A request for quotation (RFQ) is a standard business process whose purpose is to invite suppliers into a bidding process to bid on specific products or services. In e-auction, the transaction takes place between auctioneers and bidders in an electronic marketplace. This system enables buyers to assess suppliers’ bid responses in a relatively fair and accurate manner.

The government has awarded coal blocks on allocation basis until now except for Ultra Mega Power Projects where bidding was tariff-based and coal was only for captive use.

E-auction has earlier been used for auctioning telecom spectrum. “But, we need to learn from the experiences and adopt the best practices,” said Anil Swarup, Secretary, Ministry of Coal.

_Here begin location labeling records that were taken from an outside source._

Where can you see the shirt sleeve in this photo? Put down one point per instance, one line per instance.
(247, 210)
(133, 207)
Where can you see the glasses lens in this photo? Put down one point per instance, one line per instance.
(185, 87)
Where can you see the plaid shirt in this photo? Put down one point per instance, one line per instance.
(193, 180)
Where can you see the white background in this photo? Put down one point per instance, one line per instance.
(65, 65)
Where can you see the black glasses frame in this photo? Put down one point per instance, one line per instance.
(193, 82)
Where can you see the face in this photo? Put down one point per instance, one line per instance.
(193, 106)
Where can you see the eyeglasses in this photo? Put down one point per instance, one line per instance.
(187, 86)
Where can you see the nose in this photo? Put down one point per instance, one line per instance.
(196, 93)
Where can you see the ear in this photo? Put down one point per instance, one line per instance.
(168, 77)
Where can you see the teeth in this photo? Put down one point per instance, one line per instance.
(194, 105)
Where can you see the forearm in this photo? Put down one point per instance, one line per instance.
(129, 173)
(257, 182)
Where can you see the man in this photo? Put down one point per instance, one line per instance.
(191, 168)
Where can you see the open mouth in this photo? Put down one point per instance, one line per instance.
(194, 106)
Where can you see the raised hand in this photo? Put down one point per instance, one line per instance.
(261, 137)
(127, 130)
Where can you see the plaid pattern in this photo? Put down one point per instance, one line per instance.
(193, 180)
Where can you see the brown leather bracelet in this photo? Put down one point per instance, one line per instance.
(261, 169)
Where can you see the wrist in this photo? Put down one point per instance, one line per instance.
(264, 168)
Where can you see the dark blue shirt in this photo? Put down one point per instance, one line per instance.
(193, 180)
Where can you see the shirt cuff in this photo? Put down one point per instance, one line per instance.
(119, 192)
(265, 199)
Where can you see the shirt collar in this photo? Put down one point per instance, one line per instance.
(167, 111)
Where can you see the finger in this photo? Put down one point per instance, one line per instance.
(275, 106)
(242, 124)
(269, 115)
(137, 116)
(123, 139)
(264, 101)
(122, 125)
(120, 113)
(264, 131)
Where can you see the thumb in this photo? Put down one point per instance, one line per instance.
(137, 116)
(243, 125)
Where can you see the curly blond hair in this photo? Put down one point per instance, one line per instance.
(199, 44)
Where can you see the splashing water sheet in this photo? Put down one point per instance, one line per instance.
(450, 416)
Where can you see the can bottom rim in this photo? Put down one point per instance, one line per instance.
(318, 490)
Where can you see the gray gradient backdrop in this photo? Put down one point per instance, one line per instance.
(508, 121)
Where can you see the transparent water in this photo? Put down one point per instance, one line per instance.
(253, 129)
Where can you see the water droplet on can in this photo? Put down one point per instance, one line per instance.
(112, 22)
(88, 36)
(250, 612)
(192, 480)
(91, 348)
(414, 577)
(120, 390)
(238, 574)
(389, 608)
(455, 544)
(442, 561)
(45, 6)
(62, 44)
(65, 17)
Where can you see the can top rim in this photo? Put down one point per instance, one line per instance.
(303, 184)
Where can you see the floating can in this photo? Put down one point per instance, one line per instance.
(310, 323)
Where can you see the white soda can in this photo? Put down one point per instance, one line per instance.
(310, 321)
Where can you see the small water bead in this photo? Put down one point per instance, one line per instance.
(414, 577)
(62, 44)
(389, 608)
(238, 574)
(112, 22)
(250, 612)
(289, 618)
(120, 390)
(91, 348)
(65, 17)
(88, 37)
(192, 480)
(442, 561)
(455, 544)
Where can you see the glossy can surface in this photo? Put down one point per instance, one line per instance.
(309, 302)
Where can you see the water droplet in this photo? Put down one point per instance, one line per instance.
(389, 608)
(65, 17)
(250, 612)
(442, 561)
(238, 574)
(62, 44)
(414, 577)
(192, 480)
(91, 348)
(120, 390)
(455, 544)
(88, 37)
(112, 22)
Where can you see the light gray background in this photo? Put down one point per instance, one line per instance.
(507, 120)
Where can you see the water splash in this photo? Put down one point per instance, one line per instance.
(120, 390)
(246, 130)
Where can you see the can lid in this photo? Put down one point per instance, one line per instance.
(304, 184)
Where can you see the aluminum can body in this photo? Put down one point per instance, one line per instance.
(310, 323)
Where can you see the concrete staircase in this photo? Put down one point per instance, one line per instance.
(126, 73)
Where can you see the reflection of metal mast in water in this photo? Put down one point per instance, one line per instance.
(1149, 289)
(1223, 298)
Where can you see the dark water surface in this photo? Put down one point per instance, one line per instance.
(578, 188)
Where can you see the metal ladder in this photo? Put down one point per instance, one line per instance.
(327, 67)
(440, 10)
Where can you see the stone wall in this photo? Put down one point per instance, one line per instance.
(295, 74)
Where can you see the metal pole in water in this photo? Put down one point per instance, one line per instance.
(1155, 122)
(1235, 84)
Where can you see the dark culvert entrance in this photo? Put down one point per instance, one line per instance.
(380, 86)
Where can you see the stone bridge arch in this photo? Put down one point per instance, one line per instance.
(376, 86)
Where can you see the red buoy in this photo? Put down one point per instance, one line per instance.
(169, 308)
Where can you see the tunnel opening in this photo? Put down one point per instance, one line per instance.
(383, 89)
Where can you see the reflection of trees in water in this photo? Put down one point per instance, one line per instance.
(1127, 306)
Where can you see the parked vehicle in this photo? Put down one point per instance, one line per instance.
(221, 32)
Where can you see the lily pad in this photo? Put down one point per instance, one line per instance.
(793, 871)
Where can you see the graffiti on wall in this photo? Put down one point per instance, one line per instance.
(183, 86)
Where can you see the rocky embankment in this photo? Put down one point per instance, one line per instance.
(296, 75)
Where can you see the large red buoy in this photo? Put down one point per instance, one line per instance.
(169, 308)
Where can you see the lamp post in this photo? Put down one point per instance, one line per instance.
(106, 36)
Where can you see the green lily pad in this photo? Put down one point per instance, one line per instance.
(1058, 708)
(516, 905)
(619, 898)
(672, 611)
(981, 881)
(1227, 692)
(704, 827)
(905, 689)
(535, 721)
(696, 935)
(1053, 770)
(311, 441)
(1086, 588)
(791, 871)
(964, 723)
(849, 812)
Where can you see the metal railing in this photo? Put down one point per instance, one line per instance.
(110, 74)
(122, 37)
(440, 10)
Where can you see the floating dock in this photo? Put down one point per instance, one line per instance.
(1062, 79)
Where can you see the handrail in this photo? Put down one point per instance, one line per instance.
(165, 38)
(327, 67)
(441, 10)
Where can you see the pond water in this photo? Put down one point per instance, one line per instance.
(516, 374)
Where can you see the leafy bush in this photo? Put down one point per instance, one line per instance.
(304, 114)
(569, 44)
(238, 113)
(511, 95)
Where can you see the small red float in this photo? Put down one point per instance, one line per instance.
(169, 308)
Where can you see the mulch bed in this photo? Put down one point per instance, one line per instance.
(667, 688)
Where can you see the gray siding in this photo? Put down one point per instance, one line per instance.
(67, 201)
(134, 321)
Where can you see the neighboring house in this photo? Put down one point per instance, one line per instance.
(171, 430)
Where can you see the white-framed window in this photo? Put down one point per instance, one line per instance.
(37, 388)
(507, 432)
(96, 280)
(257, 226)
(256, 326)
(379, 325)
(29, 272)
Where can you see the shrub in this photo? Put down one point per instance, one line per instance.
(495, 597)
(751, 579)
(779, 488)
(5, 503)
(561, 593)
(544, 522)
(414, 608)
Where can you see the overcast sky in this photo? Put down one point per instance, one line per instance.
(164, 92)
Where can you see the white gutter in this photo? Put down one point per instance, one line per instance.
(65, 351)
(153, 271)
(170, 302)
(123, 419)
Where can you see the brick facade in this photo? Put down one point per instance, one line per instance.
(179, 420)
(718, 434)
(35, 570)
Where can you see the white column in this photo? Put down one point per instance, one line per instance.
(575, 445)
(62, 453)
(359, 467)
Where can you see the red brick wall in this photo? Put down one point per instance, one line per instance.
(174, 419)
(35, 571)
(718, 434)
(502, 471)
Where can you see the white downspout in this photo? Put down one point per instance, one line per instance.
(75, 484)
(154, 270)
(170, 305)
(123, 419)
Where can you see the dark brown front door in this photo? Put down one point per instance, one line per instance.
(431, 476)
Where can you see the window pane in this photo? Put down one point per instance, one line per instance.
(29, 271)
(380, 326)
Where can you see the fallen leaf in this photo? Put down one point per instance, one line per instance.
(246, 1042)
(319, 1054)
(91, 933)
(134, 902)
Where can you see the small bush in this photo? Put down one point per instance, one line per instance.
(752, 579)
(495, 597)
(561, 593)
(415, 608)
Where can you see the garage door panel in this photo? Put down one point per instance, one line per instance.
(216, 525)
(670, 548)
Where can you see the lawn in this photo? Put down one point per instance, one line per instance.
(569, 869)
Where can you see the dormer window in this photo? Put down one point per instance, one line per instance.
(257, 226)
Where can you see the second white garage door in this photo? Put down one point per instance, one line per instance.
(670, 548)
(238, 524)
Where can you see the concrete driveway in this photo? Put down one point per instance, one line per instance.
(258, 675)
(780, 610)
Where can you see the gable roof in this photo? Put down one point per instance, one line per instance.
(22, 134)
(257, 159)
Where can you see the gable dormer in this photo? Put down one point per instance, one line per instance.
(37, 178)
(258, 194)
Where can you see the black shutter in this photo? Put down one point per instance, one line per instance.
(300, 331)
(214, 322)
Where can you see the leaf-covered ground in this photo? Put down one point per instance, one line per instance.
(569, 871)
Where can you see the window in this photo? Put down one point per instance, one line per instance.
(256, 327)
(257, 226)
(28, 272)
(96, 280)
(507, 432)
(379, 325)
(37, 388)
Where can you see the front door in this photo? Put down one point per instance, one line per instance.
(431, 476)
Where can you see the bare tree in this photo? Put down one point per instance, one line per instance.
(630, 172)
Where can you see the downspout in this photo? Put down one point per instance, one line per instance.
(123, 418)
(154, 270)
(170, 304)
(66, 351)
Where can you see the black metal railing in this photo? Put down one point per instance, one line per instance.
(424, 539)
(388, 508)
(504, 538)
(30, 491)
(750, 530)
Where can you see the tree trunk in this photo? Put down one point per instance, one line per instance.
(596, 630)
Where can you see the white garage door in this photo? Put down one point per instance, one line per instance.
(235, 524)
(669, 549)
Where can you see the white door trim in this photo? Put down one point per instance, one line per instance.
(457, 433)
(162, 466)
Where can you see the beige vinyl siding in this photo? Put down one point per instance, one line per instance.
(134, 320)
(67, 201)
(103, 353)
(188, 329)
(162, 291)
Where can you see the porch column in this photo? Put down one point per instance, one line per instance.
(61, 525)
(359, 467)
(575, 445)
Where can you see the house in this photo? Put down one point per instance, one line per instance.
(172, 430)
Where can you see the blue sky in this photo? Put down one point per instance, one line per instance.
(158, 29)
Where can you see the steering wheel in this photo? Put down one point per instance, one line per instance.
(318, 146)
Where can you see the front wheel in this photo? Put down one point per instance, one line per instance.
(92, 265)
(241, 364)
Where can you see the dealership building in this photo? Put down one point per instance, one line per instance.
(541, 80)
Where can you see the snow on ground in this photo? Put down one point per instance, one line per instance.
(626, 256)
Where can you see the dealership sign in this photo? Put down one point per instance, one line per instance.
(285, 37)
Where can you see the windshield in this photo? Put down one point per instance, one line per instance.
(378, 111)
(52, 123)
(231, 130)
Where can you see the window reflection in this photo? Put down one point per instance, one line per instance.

For fixing the floor price of coal blocks for sectors such as steel, cement, sponge iron, and captive power, the government could depend on the current value of the block, which will be based on components such as international mine mouth (pithead) prices and the previous three-year average of imported coal prices.


The Supreme Court’s judgment of September 24 cancelled all coal block allocations made between 1993 and 2010. This will lead to the complete de-allocation of 204 blocks by March 31, 2015. It has left the government with little time to put in place a foolproof system.

However, the government has already started work on it. “The intent is to get cracking by December. We are targeting mid-December to start tendering,” Swarup said.

Of the 74 blocks that will be put on offer in the first round, the Coal Ministry intends keeping some out of auction pool. These select blocks will be offered to the State and Central public sector undertakings.

The challenges

But, there are many challenges. “We need coal. We have to see how the bidding norms prescribed specify the work programme. The objective of the auction route is to discover credible and earnest players in an objective method, not merely to rake in money for the state,” former Coal India Chairman S. Narsing Rao said.

He said that the norms prescribed when awarding blocks should also include conditions such as a well-defined work programme. “A reasonable and doable timeline should be given to the contractor to produce. If the blocks are allocated but not brought into production, then what is the use?” he said, adding that “the revenue collected should be made production linked”.

The government should also factor in the risks involved in this business, Rao said. “If the mine is unexplored, the developer is unaware of the quantity and the quality. When deciding on the revenues, the government should also factor in this component,” he added.

Currently, nearly $20 billion worth of coal is imported and this can come down if the mines start production after the e-auctions. Also, waiting for the process to take off is the power sector. The power plants whose linked coal blocks were termed illegal by the apex court are the ones looking for immediate solutions.